Posted on Monday, April 10, 2023

“If you can’t smell anything, that’s the best” is a saying that circulates the atmospheric science community. Coty Jen, ARCS Minnesota Chapter Scholar Alumni and current professor at Carnegie Mellon University, joined this community once she chose to use her degrees in chemical and mechanical engineering to study atmospheric particles. What started as an original goal of understanding the health impacts of smoke and using that research to inform forest fighters and rangers better, transformed into studying the climate implications smoke has on the environment.

Jen’s original study tried to discover the immune responses after tissue cultures were exposed to different types of smoke. For example, was smoke from burning trash worse than smoke from wood? The reality was all smoke killed their tissue cultures. “So, the answer is probably yes, some smoke is worse for you. But for the types of laboratory studies we were looking at, we could not differentiate between them being all bad,” Jen says.

This led her research to turn to the climate implications of smoke. “Smoke has large climate effects because it goes from absorbing a lot of light to not absorbing light. We’re finding wildfire smoke is very long-lived in the atmosphere, but it will chemically transform as it moves downwind. And we’re trying to understand what smoke will do when it lands somewhere,” explains Jen.

This discovery has Jen asking more questions. How does smoke interact with the bigger climate picture and impact various land and ocean ecological systems? How will those ecological systems then feed back into the atmosphere and impact the climate?

These questions had their answers in the ocean, specifically the increase of algae blooms in the ocean. “We’re studying phytoplankton. We know forest fires are becoming more prevalent, but we don’t know how this vaporization of nutrients moves across the globe deposits in the middle of the ocean, often in places with low biological productivity. And now it’s creating the perfect conditions for algae to bloom, which will then impact the climate in a whole different way,” she explains.

This process is called a feedback loop. Forest fires create smoke, which carries nutrients across the globe. These nutrients land in oceans and change their biology, which then initiates new growth in that area. This feedback loop that Jen is studying isn’t accounted for in models. “It’s fascinating because we know how incredibly complicated the planet is and that it’s warming, but we understand so poorly all the consequences of it. It’s extremely likely that we will warm faster than we anticipate because of all these feedback loops that we’re not putting into our models,” Jen shares.

“When I think of ARCS, I think society still cares what STEM does for the next generation,” she said.

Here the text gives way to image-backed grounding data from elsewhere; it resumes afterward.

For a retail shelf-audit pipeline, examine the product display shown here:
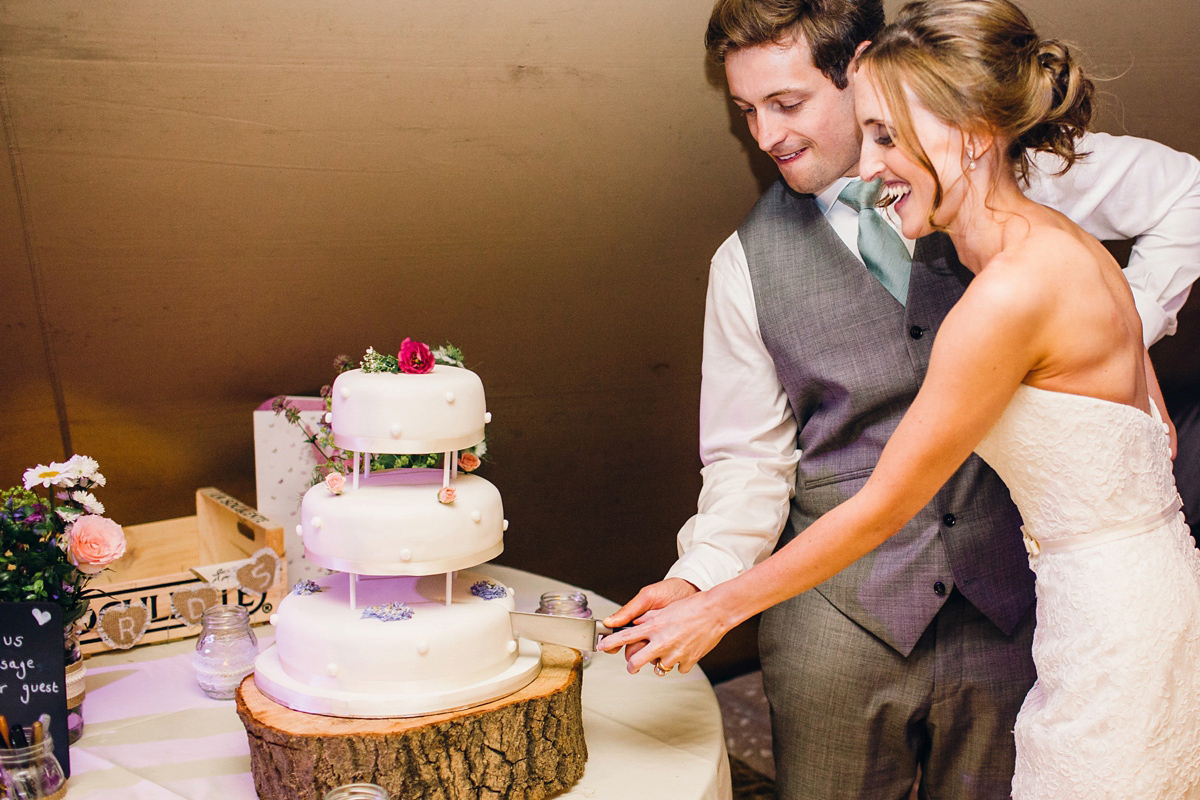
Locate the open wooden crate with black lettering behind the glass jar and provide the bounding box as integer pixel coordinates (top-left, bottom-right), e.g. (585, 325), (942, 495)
(79, 487), (288, 654)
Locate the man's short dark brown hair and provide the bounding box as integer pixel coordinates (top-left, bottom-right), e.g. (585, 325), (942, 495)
(704, 0), (883, 89)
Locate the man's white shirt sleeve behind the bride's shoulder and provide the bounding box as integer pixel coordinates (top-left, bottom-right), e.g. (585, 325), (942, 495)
(1027, 133), (1200, 347)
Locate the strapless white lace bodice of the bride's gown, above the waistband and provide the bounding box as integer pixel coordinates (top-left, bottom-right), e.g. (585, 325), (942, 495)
(976, 384), (1176, 541)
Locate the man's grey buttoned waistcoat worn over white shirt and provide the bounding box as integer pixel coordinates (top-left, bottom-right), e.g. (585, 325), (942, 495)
(738, 181), (1033, 655)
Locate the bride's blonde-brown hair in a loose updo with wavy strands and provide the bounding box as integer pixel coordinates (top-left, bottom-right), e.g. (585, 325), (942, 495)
(859, 0), (1093, 210)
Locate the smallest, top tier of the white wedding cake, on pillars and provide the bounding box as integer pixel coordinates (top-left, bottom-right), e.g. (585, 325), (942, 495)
(331, 365), (488, 453)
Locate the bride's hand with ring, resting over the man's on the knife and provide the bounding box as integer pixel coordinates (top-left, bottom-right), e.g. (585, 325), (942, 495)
(600, 591), (731, 674)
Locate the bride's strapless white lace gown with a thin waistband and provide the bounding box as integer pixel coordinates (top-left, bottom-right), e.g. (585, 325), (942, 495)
(977, 385), (1200, 800)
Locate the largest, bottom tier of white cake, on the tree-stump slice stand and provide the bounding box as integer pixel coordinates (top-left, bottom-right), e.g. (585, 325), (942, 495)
(261, 572), (541, 717)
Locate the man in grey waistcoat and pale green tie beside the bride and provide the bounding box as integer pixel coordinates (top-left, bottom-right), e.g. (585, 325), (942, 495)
(606, 0), (1200, 800)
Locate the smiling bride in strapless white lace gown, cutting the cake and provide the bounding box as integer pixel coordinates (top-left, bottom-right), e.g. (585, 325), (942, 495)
(601, 0), (1200, 800)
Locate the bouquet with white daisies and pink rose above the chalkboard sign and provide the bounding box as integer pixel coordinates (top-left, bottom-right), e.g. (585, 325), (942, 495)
(0, 456), (125, 634)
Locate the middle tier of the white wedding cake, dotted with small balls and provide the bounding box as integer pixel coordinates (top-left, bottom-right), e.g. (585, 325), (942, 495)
(300, 469), (508, 575)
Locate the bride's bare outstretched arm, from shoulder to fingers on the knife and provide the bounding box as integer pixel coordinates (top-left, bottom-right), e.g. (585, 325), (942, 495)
(601, 271), (1044, 672)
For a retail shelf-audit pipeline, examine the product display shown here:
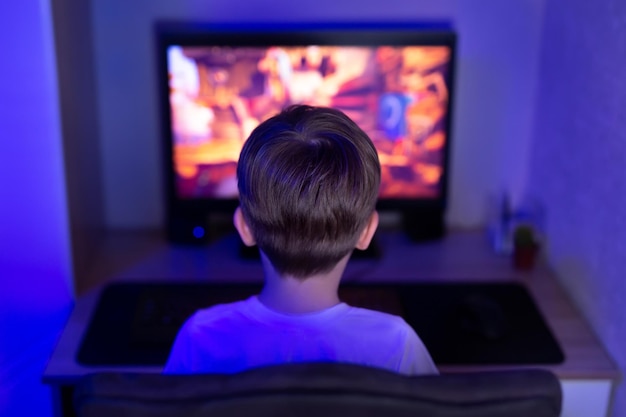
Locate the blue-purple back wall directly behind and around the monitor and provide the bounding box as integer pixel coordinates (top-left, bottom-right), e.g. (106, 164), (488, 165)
(92, 0), (545, 228)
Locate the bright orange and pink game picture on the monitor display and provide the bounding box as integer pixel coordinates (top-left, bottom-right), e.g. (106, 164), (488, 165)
(168, 46), (451, 199)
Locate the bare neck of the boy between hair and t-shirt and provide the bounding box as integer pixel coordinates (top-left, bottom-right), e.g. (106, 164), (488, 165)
(259, 255), (349, 314)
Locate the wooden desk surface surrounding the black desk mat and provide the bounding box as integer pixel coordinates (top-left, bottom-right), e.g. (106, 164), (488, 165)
(43, 232), (620, 385)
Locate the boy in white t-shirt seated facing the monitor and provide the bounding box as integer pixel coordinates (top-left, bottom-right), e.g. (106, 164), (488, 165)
(164, 105), (437, 375)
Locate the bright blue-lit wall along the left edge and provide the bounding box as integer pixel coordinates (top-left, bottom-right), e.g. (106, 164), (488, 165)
(0, 1), (73, 415)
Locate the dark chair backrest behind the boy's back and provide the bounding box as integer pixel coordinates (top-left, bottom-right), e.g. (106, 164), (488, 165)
(74, 363), (561, 417)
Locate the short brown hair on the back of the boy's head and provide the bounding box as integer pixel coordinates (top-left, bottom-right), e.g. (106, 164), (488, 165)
(237, 105), (380, 279)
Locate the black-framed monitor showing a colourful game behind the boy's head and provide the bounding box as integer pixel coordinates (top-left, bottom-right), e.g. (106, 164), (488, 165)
(157, 23), (456, 247)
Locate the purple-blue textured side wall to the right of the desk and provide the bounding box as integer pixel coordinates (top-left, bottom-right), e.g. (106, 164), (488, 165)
(529, 0), (626, 416)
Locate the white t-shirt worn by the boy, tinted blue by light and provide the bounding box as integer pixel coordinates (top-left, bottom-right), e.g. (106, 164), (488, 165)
(163, 296), (438, 375)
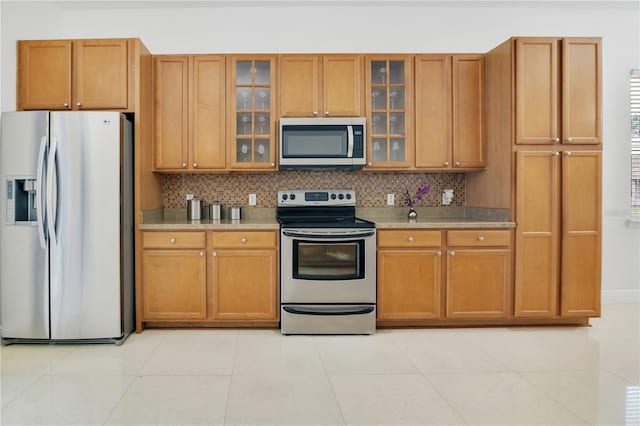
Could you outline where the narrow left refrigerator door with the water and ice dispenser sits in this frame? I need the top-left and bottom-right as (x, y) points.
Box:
(0, 111), (49, 339)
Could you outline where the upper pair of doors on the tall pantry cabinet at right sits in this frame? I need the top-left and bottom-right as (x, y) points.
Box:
(515, 37), (602, 145)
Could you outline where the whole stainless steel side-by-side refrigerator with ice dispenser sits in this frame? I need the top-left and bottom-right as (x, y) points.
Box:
(0, 111), (134, 344)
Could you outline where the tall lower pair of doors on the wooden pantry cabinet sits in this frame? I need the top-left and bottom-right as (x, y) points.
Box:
(515, 151), (601, 317)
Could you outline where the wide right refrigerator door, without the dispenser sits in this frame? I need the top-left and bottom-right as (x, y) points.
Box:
(47, 112), (123, 340)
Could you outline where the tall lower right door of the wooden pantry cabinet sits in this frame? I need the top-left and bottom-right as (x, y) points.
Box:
(560, 151), (602, 317)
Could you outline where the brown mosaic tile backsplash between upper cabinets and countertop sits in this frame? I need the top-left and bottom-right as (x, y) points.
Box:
(162, 171), (465, 208)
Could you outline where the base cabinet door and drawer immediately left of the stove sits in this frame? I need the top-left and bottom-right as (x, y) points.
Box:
(211, 231), (279, 321)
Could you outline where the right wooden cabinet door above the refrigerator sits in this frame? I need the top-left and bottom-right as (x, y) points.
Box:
(73, 39), (129, 110)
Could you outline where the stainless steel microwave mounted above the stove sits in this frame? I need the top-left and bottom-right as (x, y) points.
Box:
(279, 117), (366, 170)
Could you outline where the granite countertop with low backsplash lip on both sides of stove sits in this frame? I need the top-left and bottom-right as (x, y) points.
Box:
(139, 207), (516, 231)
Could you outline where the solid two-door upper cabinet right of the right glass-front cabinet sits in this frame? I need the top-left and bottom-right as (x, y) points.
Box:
(415, 55), (486, 170)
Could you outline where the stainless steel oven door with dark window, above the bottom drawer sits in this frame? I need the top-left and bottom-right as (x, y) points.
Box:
(280, 228), (376, 303)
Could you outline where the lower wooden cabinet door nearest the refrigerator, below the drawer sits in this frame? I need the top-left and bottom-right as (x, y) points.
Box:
(142, 250), (207, 320)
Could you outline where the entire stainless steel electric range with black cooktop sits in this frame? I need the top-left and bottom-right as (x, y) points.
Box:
(277, 190), (376, 334)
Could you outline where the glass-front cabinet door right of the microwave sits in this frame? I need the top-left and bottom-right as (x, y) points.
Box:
(366, 55), (413, 169)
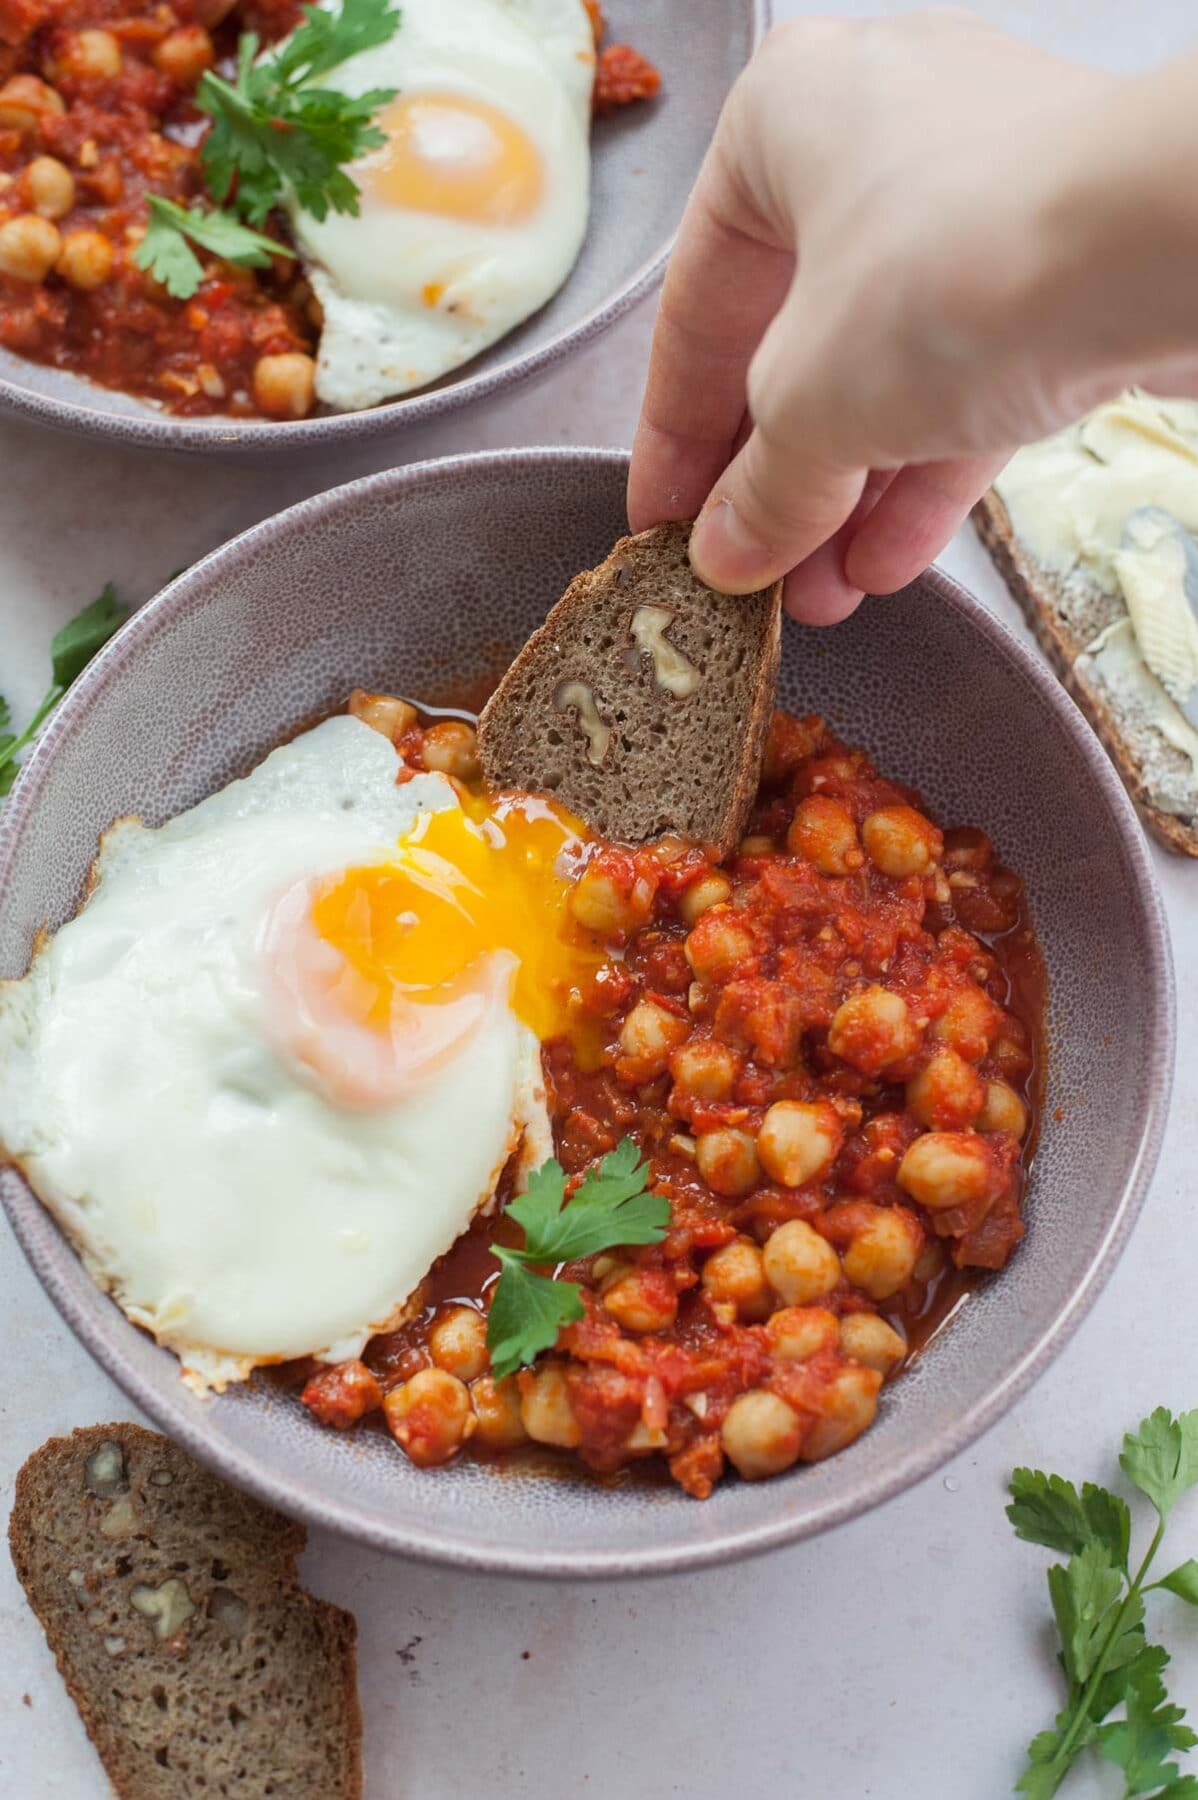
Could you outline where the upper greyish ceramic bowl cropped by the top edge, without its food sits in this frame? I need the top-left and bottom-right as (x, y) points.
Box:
(0, 0), (770, 459)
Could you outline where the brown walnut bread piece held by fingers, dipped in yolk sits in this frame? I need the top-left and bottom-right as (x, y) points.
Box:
(478, 522), (781, 853)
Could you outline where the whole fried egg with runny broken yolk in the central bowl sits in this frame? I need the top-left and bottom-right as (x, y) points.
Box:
(0, 718), (603, 1386)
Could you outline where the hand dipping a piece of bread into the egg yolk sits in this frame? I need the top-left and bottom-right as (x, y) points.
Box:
(628, 11), (1198, 623)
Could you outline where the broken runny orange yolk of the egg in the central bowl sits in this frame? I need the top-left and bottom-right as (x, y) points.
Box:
(263, 794), (606, 1107)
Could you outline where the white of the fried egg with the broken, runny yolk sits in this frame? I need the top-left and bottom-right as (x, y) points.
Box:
(0, 718), (550, 1386)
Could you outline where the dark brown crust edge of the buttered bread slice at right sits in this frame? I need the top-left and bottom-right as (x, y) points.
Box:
(973, 488), (1198, 857)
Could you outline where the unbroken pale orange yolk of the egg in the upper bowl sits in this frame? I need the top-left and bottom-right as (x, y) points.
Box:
(362, 94), (545, 225)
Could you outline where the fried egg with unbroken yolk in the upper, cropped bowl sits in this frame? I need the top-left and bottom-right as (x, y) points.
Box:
(290, 0), (595, 410)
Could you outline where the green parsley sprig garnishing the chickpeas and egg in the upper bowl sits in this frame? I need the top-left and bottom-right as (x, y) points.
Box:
(135, 0), (399, 301)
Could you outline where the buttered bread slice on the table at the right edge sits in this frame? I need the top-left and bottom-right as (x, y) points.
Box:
(973, 392), (1198, 857)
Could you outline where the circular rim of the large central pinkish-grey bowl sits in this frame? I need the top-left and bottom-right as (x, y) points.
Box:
(0, 445), (1176, 1579)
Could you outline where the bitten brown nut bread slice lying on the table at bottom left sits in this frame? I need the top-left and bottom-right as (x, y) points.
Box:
(9, 1424), (362, 1800)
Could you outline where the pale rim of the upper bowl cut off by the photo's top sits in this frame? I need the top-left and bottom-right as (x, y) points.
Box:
(0, 0), (773, 459)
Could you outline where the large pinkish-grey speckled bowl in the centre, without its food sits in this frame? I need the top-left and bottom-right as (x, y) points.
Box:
(0, 450), (1173, 1575)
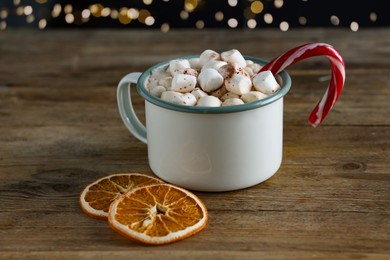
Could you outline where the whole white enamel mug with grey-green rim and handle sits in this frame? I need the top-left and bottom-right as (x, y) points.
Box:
(117, 56), (291, 191)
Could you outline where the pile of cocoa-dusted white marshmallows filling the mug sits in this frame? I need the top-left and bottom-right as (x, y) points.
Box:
(147, 49), (280, 107)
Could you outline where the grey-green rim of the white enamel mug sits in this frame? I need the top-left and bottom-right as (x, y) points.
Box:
(137, 55), (291, 114)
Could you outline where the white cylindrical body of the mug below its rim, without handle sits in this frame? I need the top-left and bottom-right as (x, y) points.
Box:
(145, 98), (283, 191)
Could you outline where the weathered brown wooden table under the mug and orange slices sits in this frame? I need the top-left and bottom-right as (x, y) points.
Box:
(0, 28), (390, 259)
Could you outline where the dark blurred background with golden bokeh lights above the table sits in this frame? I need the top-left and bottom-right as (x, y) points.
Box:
(0, 0), (390, 32)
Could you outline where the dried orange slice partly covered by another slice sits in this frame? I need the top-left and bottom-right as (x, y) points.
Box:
(80, 173), (162, 219)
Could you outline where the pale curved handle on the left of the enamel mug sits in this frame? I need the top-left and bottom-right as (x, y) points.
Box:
(116, 72), (148, 144)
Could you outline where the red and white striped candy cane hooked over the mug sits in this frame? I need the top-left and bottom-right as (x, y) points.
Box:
(259, 43), (345, 127)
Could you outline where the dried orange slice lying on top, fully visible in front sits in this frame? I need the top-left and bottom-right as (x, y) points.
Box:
(108, 183), (208, 245)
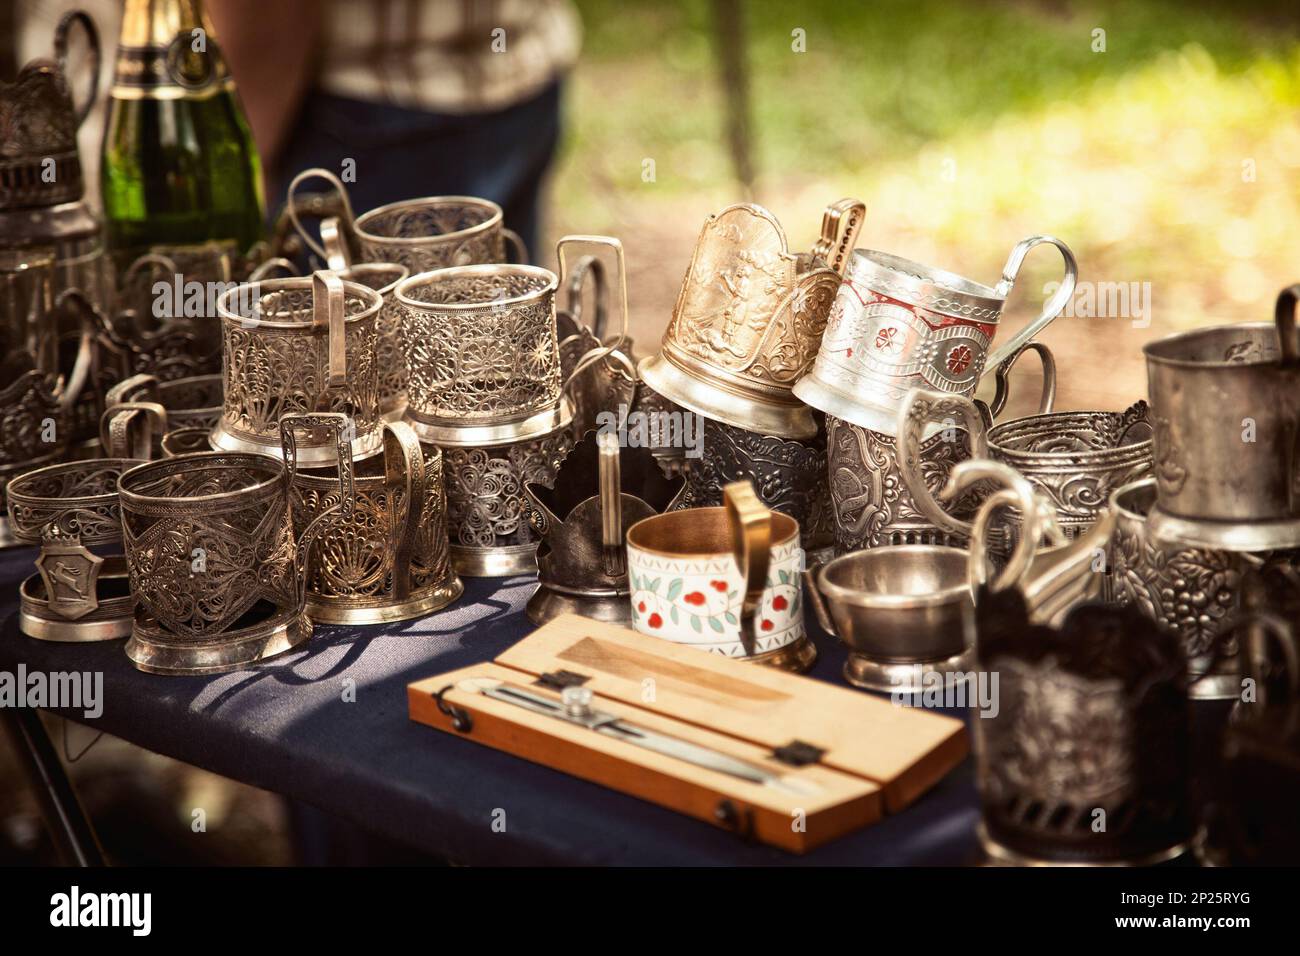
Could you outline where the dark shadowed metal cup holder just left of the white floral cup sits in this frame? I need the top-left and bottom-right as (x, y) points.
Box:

Being involved in the ARCS Foundation, according to Jen, has helped her gain new friends and broaden her network in science. “As a professor, it’s easy to fall into a bubble where all your friends are other professors you know or within the academic sphere. ARCS has kept me in the real world. I’ve been fortunate enough to have many scholarships, but ARCS was the only scholarship I have developed lifeling friends through. It’s a great group of people.”